Implications and Future Work
BLT’s success suggests that tokenization is not an immutable necessity for large language models. Modeling directly from bytes opens avenues to eliminate bias induced by subword segmentation and handle diverse languages fairly. The capacity to scale model size at fixed inference cost by adjusting patch size introduces a new dimension for scaling LLMs. BLT’s robustness to noisy inputs and improved character-level understanding holds promise for applications in which input data may not be well-formed text, including OCR outputs, transliterated text, and domains with rich morphological complexity.
Despite these advantages, there are certain acknowledged limitations. The scaling laws used were derived from token-based models, so there might be even more optimal ratios for BLT. The current implementation may require further engineering for optimal wall-clock speeds. Future directions could involve end-to-end training where the entropy model is integrated and jointly optimized, rather than trained separately. Another direction is to refine techniques for retrofitting pre-trained token-based models, making it easier to convert them into BLT-like models without a large additional training cost.
Conclusion
The Byte Latent Transformer (BLT) represents a step forward in tokenizer-free language modeling.

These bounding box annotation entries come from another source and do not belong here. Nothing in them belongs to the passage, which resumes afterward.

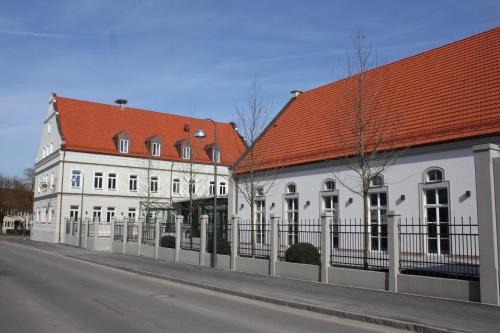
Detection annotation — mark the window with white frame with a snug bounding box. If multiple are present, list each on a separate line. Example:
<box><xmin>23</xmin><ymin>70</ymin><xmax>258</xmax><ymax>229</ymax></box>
<box><xmin>71</xmin><ymin>170</ymin><xmax>82</xmax><ymax>188</ymax></box>
<box><xmin>94</xmin><ymin>172</ymin><xmax>103</xmax><ymax>190</ymax></box>
<box><xmin>219</xmin><ymin>182</ymin><xmax>226</xmax><ymax>195</ymax></box>
<box><xmin>106</xmin><ymin>207</ymin><xmax>115</xmax><ymax>223</ymax></box>
<box><xmin>69</xmin><ymin>205</ymin><xmax>80</xmax><ymax>221</ymax></box>
<box><xmin>151</xmin><ymin>142</ymin><xmax>161</xmax><ymax>156</ymax></box>
<box><xmin>182</xmin><ymin>146</ymin><xmax>191</xmax><ymax>160</ymax></box>
<box><xmin>128</xmin><ymin>175</ymin><xmax>137</xmax><ymax>192</ymax></box>
<box><xmin>172</xmin><ymin>178</ymin><xmax>181</xmax><ymax>194</ymax></box>
<box><xmin>149</xmin><ymin>176</ymin><xmax>158</xmax><ymax>192</ymax></box>
<box><xmin>255</xmin><ymin>198</ymin><xmax>266</xmax><ymax>245</ymax></box>
<box><xmin>92</xmin><ymin>206</ymin><xmax>102</xmax><ymax>222</ymax></box>
<box><xmin>128</xmin><ymin>208</ymin><xmax>136</xmax><ymax>222</ymax></box>
<box><xmin>189</xmin><ymin>179</ymin><xmax>196</xmax><ymax>194</ymax></box>
<box><xmin>120</xmin><ymin>139</ymin><xmax>129</xmax><ymax>154</ymax></box>
<box><xmin>108</xmin><ymin>173</ymin><xmax>116</xmax><ymax>191</ymax></box>
<box><xmin>368</xmin><ymin>192</ymin><xmax>387</xmax><ymax>251</ymax></box>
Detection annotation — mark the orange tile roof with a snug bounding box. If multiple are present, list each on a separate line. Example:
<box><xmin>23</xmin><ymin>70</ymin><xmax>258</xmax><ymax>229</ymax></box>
<box><xmin>56</xmin><ymin>96</ymin><xmax>246</xmax><ymax>165</ymax></box>
<box><xmin>236</xmin><ymin>28</ymin><xmax>500</xmax><ymax>173</ymax></box>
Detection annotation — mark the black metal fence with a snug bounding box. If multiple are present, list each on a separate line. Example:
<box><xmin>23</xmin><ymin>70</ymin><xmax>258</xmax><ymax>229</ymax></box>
<box><xmin>238</xmin><ymin>220</ymin><xmax>271</xmax><ymax>259</ymax></box>
<box><xmin>330</xmin><ymin>218</ymin><xmax>389</xmax><ymax>271</ymax></box>
<box><xmin>399</xmin><ymin>217</ymin><xmax>479</xmax><ymax>280</ymax></box>
<box><xmin>278</xmin><ymin>219</ymin><xmax>321</xmax><ymax>264</ymax></box>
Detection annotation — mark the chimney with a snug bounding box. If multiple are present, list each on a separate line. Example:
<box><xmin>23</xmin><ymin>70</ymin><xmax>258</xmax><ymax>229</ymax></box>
<box><xmin>115</xmin><ymin>98</ymin><xmax>128</xmax><ymax>111</ymax></box>
<box><xmin>290</xmin><ymin>89</ymin><xmax>302</xmax><ymax>98</ymax></box>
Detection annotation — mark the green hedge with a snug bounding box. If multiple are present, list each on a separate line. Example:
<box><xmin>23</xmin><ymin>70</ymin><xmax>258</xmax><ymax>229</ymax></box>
<box><xmin>285</xmin><ymin>243</ymin><xmax>320</xmax><ymax>265</ymax></box>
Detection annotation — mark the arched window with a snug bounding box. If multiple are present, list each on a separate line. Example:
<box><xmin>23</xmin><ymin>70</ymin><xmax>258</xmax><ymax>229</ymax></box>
<box><xmin>323</xmin><ymin>179</ymin><xmax>335</xmax><ymax>191</ymax></box>
<box><xmin>425</xmin><ymin>167</ymin><xmax>444</xmax><ymax>183</ymax></box>
<box><xmin>286</xmin><ymin>183</ymin><xmax>297</xmax><ymax>194</ymax></box>
<box><xmin>370</xmin><ymin>175</ymin><xmax>384</xmax><ymax>187</ymax></box>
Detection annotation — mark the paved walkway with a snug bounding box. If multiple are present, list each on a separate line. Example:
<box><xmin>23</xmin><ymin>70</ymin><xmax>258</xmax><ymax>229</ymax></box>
<box><xmin>6</xmin><ymin>236</ymin><xmax>500</xmax><ymax>332</ymax></box>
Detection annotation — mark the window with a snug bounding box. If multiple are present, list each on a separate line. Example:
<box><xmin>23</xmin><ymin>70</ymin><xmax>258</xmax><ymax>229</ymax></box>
<box><xmin>94</xmin><ymin>172</ymin><xmax>102</xmax><ymax>190</ymax></box>
<box><xmin>368</xmin><ymin>192</ymin><xmax>387</xmax><ymax>251</ymax></box>
<box><xmin>128</xmin><ymin>208</ymin><xmax>135</xmax><ymax>222</ymax></box>
<box><xmin>172</xmin><ymin>178</ymin><xmax>181</xmax><ymax>193</ymax></box>
<box><xmin>149</xmin><ymin>176</ymin><xmax>158</xmax><ymax>192</ymax></box>
<box><xmin>212</xmin><ymin>147</ymin><xmax>220</xmax><ymax>163</ymax></box>
<box><xmin>182</xmin><ymin>146</ymin><xmax>191</xmax><ymax>160</ymax></box>
<box><xmin>71</xmin><ymin>170</ymin><xmax>82</xmax><ymax>188</ymax></box>
<box><xmin>323</xmin><ymin>180</ymin><xmax>335</xmax><ymax>191</ymax></box>
<box><xmin>92</xmin><ymin>206</ymin><xmax>102</xmax><ymax>222</ymax></box>
<box><xmin>108</xmin><ymin>173</ymin><xmax>116</xmax><ymax>191</ymax></box>
<box><xmin>128</xmin><ymin>175</ymin><xmax>137</xmax><ymax>192</ymax></box>
<box><xmin>219</xmin><ymin>183</ymin><xmax>226</xmax><ymax>195</ymax></box>
<box><xmin>151</xmin><ymin>142</ymin><xmax>161</xmax><ymax>156</ymax></box>
<box><xmin>255</xmin><ymin>200</ymin><xmax>266</xmax><ymax>245</ymax></box>
<box><xmin>189</xmin><ymin>179</ymin><xmax>196</xmax><ymax>194</ymax></box>
<box><xmin>426</xmin><ymin>168</ymin><xmax>444</xmax><ymax>183</ymax></box>
<box><xmin>370</xmin><ymin>175</ymin><xmax>384</xmax><ymax>187</ymax></box>
<box><xmin>120</xmin><ymin>139</ymin><xmax>128</xmax><ymax>153</ymax></box>
<box><xmin>285</xmin><ymin>197</ymin><xmax>299</xmax><ymax>245</ymax></box>
<box><xmin>106</xmin><ymin>207</ymin><xmax>115</xmax><ymax>223</ymax></box>
<box><xmin>69</xmin><ymin>205</ymin><xmax>80</xmax><ymax>221</ymax></box>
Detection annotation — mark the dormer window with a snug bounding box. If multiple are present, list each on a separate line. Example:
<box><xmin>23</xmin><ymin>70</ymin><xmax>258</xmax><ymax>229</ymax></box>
<box><xmin>113</xmin><ymin>131</ymin><xmax>130</xmax><ymax>154</ymax></box>
<box><xmin>370</xmin><ymin>175</ymin><xmax>384</xmax><ymax>187</ymax></box>
<box><xmin>148</xmin><ymin>135</ymin><xmax>162</xmax><ymax>157</ymax></box>
<box><xmin>120</xmin><ymin>139</ymin><xmax>128</xmax><ymax>154</ymax></box>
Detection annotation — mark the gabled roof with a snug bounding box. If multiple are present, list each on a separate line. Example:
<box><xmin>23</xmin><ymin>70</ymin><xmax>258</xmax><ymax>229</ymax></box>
<box><xmin>236</xmin><ymin>28</ymin><xmax>500</xmax><ymax>173</ymax></box>
<box><xmin>55</xmin><ymin>96</ymin><xmax>246</xmax><ymax>165</ymax></box>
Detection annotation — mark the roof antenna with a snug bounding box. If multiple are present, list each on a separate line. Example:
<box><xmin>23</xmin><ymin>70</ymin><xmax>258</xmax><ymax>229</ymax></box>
<box><xmin>115</xmin><ymin>98</ymin><xmax>128</xmax><ymax>111</ymax></box>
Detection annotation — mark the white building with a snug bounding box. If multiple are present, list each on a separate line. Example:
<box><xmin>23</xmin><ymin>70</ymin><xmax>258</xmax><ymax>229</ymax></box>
<box><xmin>230</xmin><ymin>28</ymin><xmax>500</xmax><ymax>264</ymax></box>
<box><xmin>31</xmin><ymin>94</ymin><xmax>245</xmax><ymax>242</ymax></box>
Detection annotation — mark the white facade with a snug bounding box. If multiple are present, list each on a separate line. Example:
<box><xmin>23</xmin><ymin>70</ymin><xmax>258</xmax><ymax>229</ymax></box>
<box><xmin>31</xmin><ymin>95</ymin><xmax>228</xmax><ymax>242</ymax></box>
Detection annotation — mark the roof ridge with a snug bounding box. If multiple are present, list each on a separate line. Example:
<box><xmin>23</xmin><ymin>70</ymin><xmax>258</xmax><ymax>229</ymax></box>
<box><xmin>303</xmin><ymin>26</ymin><xmax>500</xmax><ymax>94</ymax></box>
<box><xmin>56</xmin><ymin>95</ymin><xmax>235</xmax><ymax>125</ymax></box>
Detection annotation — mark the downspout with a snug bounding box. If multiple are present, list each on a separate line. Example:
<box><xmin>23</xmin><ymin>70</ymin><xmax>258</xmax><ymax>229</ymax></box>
<box><xmin>57</xmin><ymin>150</ymin><xmax>66</xmax><ymax>244</ymax></box>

Through dynamic patching, BLT can match the performance of state-of-the-art subword tokenized models while improving inference efficiency and robustness. It provides better scaling trends than token-based architectures, especially beyond the compute-optimal training regime, and offers unique advantages in handling noise, morphological complexity, and multilingual data. The success of BLT shows that large language models can achieve strong performance directly on raw bytes and that doing so confers critical benefits in flexibility, efficiency, and fairness. It challenges the entrenched paradigm that tokenization is a mandatory step, potentially revolutionizing how future LLMs are built and scaled.